If you’re about to call it a career, the last thing you want sent your way are retirement problems. You spent years socking away your hard-earned cash, so you better be sure it’s there for you when you need it. Besides employer fraud, there are several retirement program pitfalls you need to avoid. Here are my top 5:
1. Double-Tier Annuities
If you are a public employee, you have to really watch out for annuity contract traps. Often, some sharpie salesperson talks you into putting your 403b into an annuity. If that weren’t bad enough, the annuity they pawn off on you is a “double-tier” annuity. This means that your account value depends on how you access the money when you need it.
If you want to tap into a lump sum, you’ll get 15% to 25% less than what your account is really worth. In fact, with these stink bombs, the only way you’ll get all your money is if you annuitize the account when you retire. That means they’ll let you have a small portion of your money over five years or longer. If you want to get your hands on it faster than that, you’ll pay a 15% to 25% penalty, as I said. These types of investments should be illegal if you ask me, but since nobody is asking me, they are still out there. Watch out and don’t get sucked in.
While you might indeed only tap into your retirement account over several years when you retire, you should have the option of taking it all or doing a tax-free rollover when you retire. That way, you’ll have a much broader menu to select investments from.
2. Wrong Investments
Unfortunately, investments are often sold rather than purchased, and that’s often the case when it comes to retirement programs. Again, if you are part of a government retirement program, you probably have a wide variety of investment options available …but you’d never know it. The administrators only allow a handful of people on campus and set them up in rooms to meet with you and sell you their schlock. Why do the administrators do this? I’m not saying it’s because they are in cahoots with the unions. I would never imply that.

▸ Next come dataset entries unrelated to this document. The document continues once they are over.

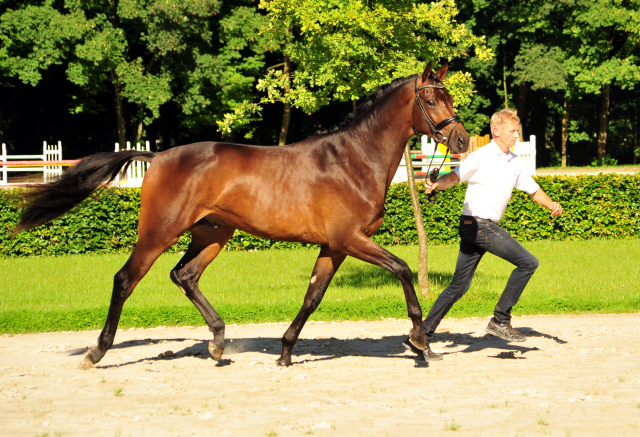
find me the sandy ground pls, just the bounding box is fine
[1,314,640,437]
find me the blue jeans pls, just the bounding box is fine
[423,215,539,342]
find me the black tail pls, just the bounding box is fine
[14,150,155,234]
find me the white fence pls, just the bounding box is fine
[1,141,63,184]
[393,134,537,184]
[513,135,537,175]
[393,136,462,184]
[114,141,151,187]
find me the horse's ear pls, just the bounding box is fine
[421,62,433,83]
[436,62,449,81]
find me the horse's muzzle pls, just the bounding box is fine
[449,124,470,154]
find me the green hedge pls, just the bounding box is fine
[1,173,639,257]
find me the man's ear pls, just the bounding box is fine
[421,62,433,83]
[435,62,449,81]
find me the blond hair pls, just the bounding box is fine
[490,109,520,135]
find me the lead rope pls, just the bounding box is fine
[426,145,450,207]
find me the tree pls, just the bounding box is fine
[0,2,85,144]
[0,0,228,144]
[218,0,491,135]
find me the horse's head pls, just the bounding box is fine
[412,62,469,154]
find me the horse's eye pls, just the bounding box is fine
[427,100,436,106]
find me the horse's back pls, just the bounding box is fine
[139,139,384,244]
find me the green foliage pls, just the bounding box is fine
[513,44,567,91]
[219,0,492,134]
[589,155,619,167]
[0,4,86,85]
[564,0,640,93]
[2,174,640,257]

How can you make sure this doesn’t happen to you? Simple. Tell your administrators to send you the full list of available investments for your retirement program. And never ever meet with the slick salesperson in your lunchroom.
Once in a while, people in retirement programs get scammed by employers. There are plenty of ways for this to happen of course, but it’s also pretty easy to avoid this.
When you make contributions to your retirement account, make sure the checks go directly to the custodian. Your checks should never be made out to the salesperson. Also, insist on having a well-known custodian. Finally, confirm your account balance directly with your custodian every quarter.
4. Not Taking Advantage of the Program
While the prior three mistakes have been external threats, you actually pose the greatest threat to your retirement program. The first threat that you pose to yourself is failure to take advantage of the program. You simply cannot bury your head and pretend that your retirement will take care of itself. Get educated and take action. If you don’t, nobody else is going to.
5. Taking Loans
The final threat is taking loans against your retirement balances. This is almost as bad as not making contributions towards your retirement program. Of course, there are always circumstances during which you have no choice, but often people create those circumstances. If you are tracking your spending, you already know that there are always unexpected expenses. You should always have a reserve, and in most cases you won’t need to ever tap into your retirement accounts. The big problem, my experience tells me, is that once you start borrowing it’s very tough to ever stop or pay it back.
What has been your experience with retirement program pitfalls? What other problems should we avoid?